In this installment, Sloan Mann, President for DT Global’s US branch, talks to us about his vision for DT Global as a learning organization and the best ways to infuse a culture of learning and innovation into a company.

 

Tell us about why you felt so strongly that learning needed to be a key component of DT Global’s work?

At its core, I believe that being a learning organization—incorporating learning and applying the lessons we learn—allows DT Global to design and implement more impactful programs. Of course, this is hard work and when things get busy, it’s easier to store the interesting information we gather in silos. But to implement the kind of high-quality programming that drives true impact, it’s essential that we move beyond these silos to learn from our mistakes and successes alike.

To be really effective as a learning organization, we need to both apply lessons learned from our current programs, and also, be able to capture and apply broader lessons across technical and functional areas. By remaining open to new ideas and new innovations that come from different countries or contexts, we can really grow as an organization. 

A key part of making this learning and adaptation happen is being intentional about it. We need to make it a part of our standard operating procedures so that when we are bidding on new work or implementing existing programs, learning and adaptation is built in. And our application of learning shouldn’t just be programmatic. Lessons can come from operations, finance, or any other department. They can be a tool or kind of technology, or just be how we organize staff or information. I encourage creativity and out-of-the-box thinking.  

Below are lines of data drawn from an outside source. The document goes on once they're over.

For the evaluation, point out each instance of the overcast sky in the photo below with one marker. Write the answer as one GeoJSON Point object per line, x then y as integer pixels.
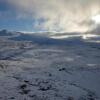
{"type": "Point", "coordinates": [50, 15]}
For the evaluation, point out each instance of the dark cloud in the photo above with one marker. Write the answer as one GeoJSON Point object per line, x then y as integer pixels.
{"type": "Point", "coordinates": [58, 15]}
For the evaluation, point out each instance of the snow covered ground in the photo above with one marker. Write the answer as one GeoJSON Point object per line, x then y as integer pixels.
{"type": "Point", "coordinates": [41, 68]}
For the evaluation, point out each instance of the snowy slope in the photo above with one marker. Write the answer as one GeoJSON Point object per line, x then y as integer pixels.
{"type": "Point", "coordinates": [34, 67]}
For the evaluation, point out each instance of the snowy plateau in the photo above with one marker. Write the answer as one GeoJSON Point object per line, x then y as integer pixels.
{"type": "Point", "coordinates": [37, 67]}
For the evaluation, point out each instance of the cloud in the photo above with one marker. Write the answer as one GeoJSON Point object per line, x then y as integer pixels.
{"type": "Point", "coordinates": [59, 15]}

You’ve spent significant time working in challenging, post-conflict environments around the world—what’s the most important thing to do to integrate learning in these contexts?

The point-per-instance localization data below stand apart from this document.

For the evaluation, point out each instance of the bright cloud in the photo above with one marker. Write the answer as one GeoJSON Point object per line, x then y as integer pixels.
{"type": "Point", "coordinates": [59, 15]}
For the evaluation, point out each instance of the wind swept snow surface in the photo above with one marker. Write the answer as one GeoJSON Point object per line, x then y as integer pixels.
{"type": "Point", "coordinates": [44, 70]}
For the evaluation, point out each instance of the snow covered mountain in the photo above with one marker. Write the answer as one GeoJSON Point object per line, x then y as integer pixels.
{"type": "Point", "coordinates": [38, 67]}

It is undoubtedly difficult to implement learning processes in any environment, especially post-conflict ones. Everyone is busy, and the work is stressful and demanding. I think the way to make learning work in any environment comes back to being intentional about it from the start. It is crucial to make time for strategic reviews and learning pauses on a regular basis, annually or more frequently depending on the program. This needs to be built into the budget at the proposal stage and needs to become second nature for Chiefs of Party and program staff. Every time I’ve done this, the teams invariably find that the time is really well spent, and the program and communities we work with ultimately see the benefit of this effort.

What are some of the best practices that you’ve found work to infuse a culture of learning and innovation into programs and the company as a whole?

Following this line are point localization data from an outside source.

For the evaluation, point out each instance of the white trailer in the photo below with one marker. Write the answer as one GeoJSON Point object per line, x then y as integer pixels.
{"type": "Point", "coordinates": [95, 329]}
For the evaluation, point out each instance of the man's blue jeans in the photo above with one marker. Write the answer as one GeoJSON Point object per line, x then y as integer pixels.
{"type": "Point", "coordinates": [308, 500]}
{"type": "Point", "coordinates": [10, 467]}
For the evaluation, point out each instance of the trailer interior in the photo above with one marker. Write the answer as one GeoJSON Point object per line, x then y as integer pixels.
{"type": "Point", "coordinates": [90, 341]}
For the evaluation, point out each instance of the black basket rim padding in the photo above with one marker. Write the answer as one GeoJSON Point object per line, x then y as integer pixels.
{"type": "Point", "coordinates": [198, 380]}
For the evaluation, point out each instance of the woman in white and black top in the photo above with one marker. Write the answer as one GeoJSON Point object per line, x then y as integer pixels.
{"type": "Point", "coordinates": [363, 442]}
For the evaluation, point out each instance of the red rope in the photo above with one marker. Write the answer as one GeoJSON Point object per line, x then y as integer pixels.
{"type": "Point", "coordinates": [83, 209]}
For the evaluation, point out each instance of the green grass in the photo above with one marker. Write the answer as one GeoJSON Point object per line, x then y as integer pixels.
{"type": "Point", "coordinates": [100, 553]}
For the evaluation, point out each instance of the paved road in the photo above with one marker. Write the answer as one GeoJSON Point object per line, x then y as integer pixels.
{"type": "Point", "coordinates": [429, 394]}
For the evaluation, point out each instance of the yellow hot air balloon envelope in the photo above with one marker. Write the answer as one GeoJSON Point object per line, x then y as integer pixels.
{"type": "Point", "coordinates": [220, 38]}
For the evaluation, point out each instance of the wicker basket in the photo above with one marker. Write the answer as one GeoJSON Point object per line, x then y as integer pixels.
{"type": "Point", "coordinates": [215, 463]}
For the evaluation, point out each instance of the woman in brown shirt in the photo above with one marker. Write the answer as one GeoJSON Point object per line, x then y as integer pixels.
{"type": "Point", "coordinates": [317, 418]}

Part of my management philosophy rests on integrating certain foundational elements into the core of how we do business and treat each other as colleagues. Two of these elements are trust and respect in your teams, and I think this trust and respect are also key to creating a culture of learning and innovation. To learn and innovate, staff need to feel empowered to bring their ideas forward, and to feel comfortable doing this, we have to create the right culture of trust and respect so that staff feel that that their opinions matter. 

Part of building trust and respect is being very intentional about developing values. For instance, at DT Global we’ve identified civility as a core value that staff are called on to integrate into their work and their relationships with their colleagues. We included all staff, across geographies, into a process to define the values in order to make sure they really speak to our staff. I’ve also spent a lot of time on management, accountability, and leadership work, including leadership training with senior management and Chiefs of Party.

Finally, we’ve made sure that learning and innovation is prioritized in our organizational structure. Our US Learning and Innovation team is led by Jessica Reitz Curtin, our Vice President of Learning and Innovation, who is herself innovative, creative, and thoughtful, and is best positioned to model those ideals in her work with others. Globally, we have a dedicated Learning and Innovation Lab led by Mel Dunn, our Vice President of Strategy and Innovation, based in Australia, who works across geographies and practice areas to solicit new, innovative ideas and bring them to scale across DT Global’s portfolio of programs.

These are all ingredients that go into having an organizational culture in which staff feel empowered and committed to bringing forth ideas and innovations. This culture needs to be part of every layer in the organization. It may take time, but it is crucial.